UK-Wahl: Europa wählt jetzt eher links

Das sagt Österreich

UK-Wahl: Europa wählt jetzt eher links

Die Briten-Wahl brachte eines der überraschendsten Ergebnisse der letzten Jahre – ein Erdbeben, bei dem unsere Parteichefs auch für die Österreich-Wahl einiges lernen können.

Regierungs-Chefin Theresa May, als eine Art britische Hanni Mikl-Leitner lange für die Sicherheit verantwortlich, wurde abgewatscht. Ihr Poker, ohne jede Notwendigkeit Neuwahlen zu riskieren, um die eigene Mehrheit auszubauen, ging nach hinten los.

Die Protest-Partei UKIP, die England den Brexit eingebrockt hat, wurde völlig zertrümmert.

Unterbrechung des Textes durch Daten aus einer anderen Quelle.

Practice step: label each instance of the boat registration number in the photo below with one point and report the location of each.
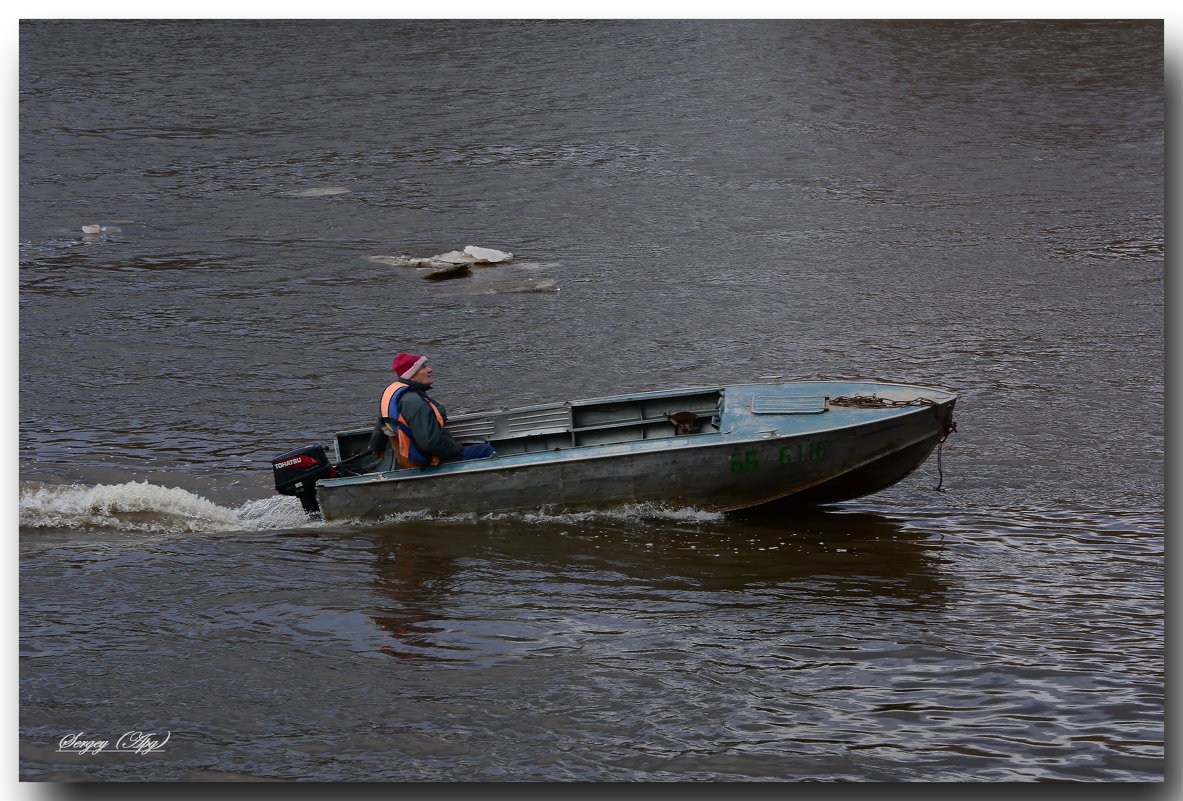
(747, 462)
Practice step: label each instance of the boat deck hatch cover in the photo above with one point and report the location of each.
(788, 405)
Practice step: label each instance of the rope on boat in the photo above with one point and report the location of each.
(876, 402)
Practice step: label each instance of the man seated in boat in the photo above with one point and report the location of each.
(414, 422)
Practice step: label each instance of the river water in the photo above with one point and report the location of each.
(971, 205)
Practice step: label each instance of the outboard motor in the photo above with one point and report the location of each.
(297, 473)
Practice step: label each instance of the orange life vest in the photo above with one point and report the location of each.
(406, 452)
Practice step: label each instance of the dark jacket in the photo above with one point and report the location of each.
(430, 438)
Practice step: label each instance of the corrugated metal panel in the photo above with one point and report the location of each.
(788, 405)
(478, 427)
(540, 421)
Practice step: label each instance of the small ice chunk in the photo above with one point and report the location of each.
(454, 257)
(487, 254)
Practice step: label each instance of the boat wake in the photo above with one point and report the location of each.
(140, 506)
(143, 508)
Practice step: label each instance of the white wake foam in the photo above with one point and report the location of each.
(143, 506)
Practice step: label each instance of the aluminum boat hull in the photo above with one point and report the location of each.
(749, 445)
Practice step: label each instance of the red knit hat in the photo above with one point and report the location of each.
(407, 365)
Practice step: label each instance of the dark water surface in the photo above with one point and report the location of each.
(970, 205)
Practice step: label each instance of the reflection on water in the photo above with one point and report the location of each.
(575, 575)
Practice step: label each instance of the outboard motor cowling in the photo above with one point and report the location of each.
(298, 471)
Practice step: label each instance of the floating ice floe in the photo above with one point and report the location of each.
(447, 262)
(320, 192)
(98, 230)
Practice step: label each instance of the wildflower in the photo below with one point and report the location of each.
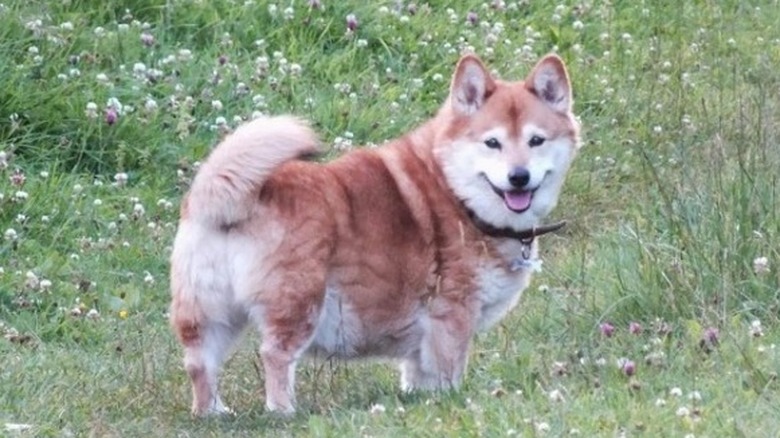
(760, 265)
(91, 110)
(755, 329)
(10, 234)
(150, 105)
(20, 196)
(607, 329)
(352, 23)
(111, 116)
(120, 179)
(559, 369)
(147, 39)
(711, 336)
(185, 54)
(138, 210)
(627, 366)
(556, 395)
(17, 178)
(31, 280)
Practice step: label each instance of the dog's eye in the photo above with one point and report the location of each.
(492, 143)
(536, 141)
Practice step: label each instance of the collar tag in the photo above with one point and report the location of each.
(533, 265)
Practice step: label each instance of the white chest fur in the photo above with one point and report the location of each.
(502, 281)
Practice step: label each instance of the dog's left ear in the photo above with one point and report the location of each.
(471, 85)
(550, 82)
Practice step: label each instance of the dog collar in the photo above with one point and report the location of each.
(526, 236)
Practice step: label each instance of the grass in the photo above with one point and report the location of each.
(673, 204)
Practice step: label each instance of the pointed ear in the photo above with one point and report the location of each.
(471, 85)
(550, 82)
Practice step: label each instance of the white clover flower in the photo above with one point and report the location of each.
(556, 395)
(31, 280)
(761, 265)
(150, 105)
(185, 54)
(20, 196)
(91, 110)
(756, 330)
(115, 104)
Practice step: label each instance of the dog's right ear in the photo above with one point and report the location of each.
(471, 85)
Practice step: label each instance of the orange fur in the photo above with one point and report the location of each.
(375, 254)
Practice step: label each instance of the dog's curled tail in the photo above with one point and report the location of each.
(241, 163)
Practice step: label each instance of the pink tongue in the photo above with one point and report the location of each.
(517, 199)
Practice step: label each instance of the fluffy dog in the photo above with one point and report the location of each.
(401, 252)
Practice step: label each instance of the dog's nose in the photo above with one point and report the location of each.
(519, 177)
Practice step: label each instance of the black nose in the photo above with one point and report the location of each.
(519, 177)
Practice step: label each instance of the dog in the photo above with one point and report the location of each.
(400, 252)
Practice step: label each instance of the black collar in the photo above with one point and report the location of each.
(525, 236)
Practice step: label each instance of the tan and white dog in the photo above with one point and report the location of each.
(401, 252)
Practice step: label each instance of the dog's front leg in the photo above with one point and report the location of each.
(441, 359)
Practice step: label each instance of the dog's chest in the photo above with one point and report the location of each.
(501, 280)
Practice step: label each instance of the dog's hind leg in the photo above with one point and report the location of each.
(203, 360)
(290, 316)
(208, 331)
(441, 359)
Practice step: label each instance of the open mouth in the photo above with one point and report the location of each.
(517, 200)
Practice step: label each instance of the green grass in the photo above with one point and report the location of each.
(671, 201)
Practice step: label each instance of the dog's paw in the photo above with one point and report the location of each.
(216, 409)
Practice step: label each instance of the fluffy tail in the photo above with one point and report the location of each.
(240, 164)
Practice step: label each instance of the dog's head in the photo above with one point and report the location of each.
(505, 147)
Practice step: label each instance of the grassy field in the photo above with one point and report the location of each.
(656, 313)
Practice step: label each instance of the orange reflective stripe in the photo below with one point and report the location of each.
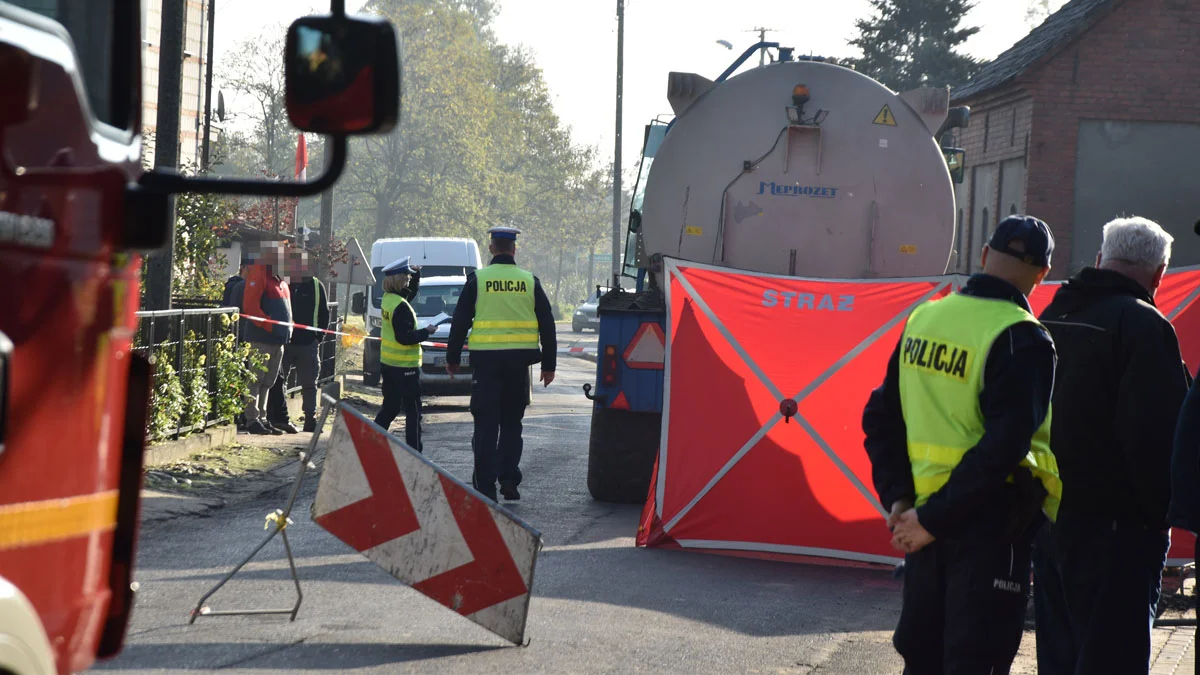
(28, 524)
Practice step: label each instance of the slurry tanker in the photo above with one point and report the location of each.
(801, 167)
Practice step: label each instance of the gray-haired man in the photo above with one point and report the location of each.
(1119, 387)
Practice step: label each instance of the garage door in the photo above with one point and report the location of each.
(1137, 168)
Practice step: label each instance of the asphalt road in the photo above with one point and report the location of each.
(599, 605)
(567, 338)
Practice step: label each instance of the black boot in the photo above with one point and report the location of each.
(509, 489)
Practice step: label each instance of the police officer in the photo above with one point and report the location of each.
(400, 354)
(505, 310)
(960, 430)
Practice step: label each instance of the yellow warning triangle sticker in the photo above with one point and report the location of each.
(886, 118)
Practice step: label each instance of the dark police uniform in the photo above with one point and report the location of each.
(400, 357)
(507, 312)
(960, 429)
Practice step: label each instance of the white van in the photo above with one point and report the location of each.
(437, 256)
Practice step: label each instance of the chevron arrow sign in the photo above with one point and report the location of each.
(425, 527)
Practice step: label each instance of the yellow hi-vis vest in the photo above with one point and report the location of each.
(504, 310)
(393, 352)
(942, 358)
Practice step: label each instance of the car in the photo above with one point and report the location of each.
(586, 314)
(439, 294)
(437, 256)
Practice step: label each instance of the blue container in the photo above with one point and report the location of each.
(641, 388)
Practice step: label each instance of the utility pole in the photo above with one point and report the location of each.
(616, 156)
(762, 37)
(166, 153)
(327, 217)
(208, 91)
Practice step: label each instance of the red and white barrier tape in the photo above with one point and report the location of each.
(363, 336)
(303, 327)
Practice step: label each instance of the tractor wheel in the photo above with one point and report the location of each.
(621, 454)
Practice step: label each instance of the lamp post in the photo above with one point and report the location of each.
(616, 156)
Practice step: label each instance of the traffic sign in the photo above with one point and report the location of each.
(647, 350)
(425, 527)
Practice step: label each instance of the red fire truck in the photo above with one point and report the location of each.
(77, 211)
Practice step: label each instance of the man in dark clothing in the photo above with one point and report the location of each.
(1117, 393)
(1185, 509)
(310, 306)
(507, 312)
(966, 440)
(229, 299)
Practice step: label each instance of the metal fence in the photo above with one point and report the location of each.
(181, 334)
(328, 352)
(171, 334)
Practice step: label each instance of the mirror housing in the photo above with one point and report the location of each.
(955, 161)
(342, 75)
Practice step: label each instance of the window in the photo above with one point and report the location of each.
(432, 300)
(427, 272)
(93, 25)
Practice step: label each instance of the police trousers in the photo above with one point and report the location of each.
(306, 362)
(964, 605)
(402, 393)
(1096, 589)
(498, 398)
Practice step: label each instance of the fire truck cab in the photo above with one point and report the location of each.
(77, 211)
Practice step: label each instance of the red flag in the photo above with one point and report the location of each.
(301, 160)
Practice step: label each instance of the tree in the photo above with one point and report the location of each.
(910, 43)
(255, 72)
(1037, 12)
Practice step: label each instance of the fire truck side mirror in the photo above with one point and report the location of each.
(342, 75)
(5, 366)
(19, 91)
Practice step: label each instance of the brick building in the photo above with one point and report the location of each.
(196, 47)
(1095, 114)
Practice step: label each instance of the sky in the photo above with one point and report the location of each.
(575, 45)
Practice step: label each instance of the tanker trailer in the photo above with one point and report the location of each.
(801, 167)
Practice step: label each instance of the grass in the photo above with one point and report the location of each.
(210, 469)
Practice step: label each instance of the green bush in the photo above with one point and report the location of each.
(167, 398)
(183, 399)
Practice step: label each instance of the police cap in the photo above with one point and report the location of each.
(509, 233)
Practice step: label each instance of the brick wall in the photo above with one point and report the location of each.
(999, 132)
(1138, 64)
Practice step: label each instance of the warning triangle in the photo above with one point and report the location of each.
(648, 348)
(619, 402)
(886, 118)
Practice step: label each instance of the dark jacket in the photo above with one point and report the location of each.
(403, 326)
(465, 314)
(1185, 511)
(1117, 394)
(1015, 396)
(273, 300)
(306, 294)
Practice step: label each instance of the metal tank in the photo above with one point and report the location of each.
(802, 168)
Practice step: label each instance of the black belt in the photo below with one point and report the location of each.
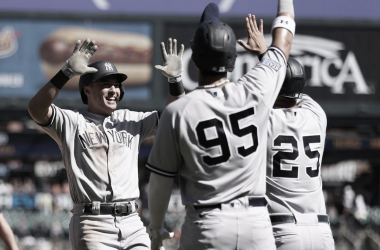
(292, 219)
(111, 208)
(253, 202)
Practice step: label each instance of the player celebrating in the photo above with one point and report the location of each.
(296, 136)
(214, 139)
(100, 147)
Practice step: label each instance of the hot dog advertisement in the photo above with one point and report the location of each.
(130, 52)
(33, 51)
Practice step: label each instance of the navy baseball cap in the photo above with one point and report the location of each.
(211, 13)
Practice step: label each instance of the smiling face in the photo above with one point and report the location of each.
(103, 95)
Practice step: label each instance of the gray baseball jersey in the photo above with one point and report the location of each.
(296, 139)
(215, 139)
(100, 153)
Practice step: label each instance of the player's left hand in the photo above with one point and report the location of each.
(256, 42)
(77, 63)
(157, 236)
(172, 67)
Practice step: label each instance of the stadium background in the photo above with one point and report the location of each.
(337, 42)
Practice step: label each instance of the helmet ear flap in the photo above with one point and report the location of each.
(294, 81)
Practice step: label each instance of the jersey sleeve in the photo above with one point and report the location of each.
(306, 102)
(165, 158)
(63, 122)
(149, 124)
(266, 78)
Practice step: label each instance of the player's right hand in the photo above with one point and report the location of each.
(172, 67)
(157, 236)
(77, 63)
(256, 42)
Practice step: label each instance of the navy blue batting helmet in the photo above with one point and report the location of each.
(105, 68)
(295, 80)
(214, 43)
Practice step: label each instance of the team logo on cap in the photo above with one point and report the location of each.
(108, 66)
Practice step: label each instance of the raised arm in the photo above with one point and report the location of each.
(172, 69)
(283, 27)
(40, 105)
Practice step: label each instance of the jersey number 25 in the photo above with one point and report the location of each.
(221, 139)
(293, 173)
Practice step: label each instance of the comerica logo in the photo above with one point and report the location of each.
(323, 59)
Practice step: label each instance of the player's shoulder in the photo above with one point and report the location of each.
(185, 101)
(126, 114)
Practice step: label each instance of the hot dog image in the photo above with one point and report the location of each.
(130, 52)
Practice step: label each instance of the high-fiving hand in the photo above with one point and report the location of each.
(77, 63)
(172, 67)
(256, 42)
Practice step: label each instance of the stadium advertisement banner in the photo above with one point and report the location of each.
(364, 9)
(341, 64)
(33, 51)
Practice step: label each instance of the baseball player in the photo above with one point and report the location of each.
(214, 140)
(296, 139)
(100, 147)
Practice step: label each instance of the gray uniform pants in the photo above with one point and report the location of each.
(305, 235)
(90, 232)
(234, 226)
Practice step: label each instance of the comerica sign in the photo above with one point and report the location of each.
(323, 59)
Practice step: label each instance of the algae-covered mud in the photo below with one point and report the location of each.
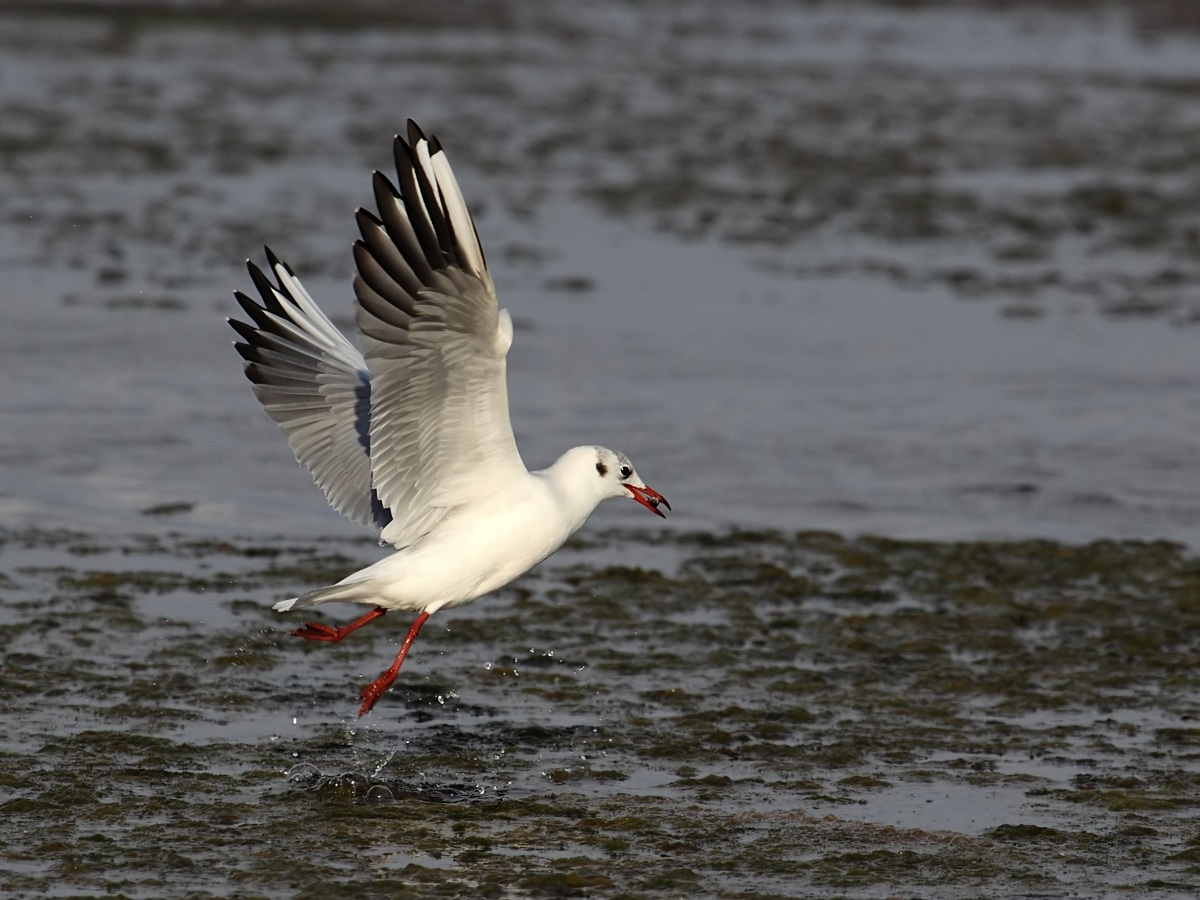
(766, 714)
(822, 270)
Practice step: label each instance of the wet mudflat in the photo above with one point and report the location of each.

Der links-linke Herausforderer Jeremy Corbyn dagegen, der etwa die Positionen unserer SJ-Chefin Julia Herr vertritt, feierte einen Triumph – und wurde für sein Programm der Verstaatlichungen, der Investitionen, der freien Bildung, der Steuersenkung für Arme und brutalen Steuer für Reiche von Jungen bejubelt.

Was lernen wir aus der Briten-Wahl?

Erstens: Mit Terror-Angst und Sicherheits-Parolen ist in Europa keine Wahl zu gewinnen. Damit ist Le Pen in Frankreich gescheitert wie May in England.

Zweitens: Die Europa-Stimmung
ist derzeit positiv. Vor allem Junge sind EU-Fans.

Drittens: Bei den Jungen und bei urbanen Wählern gibt es – siehe Van der Bellen und ­Macron – eine linksliberale Mehrheit.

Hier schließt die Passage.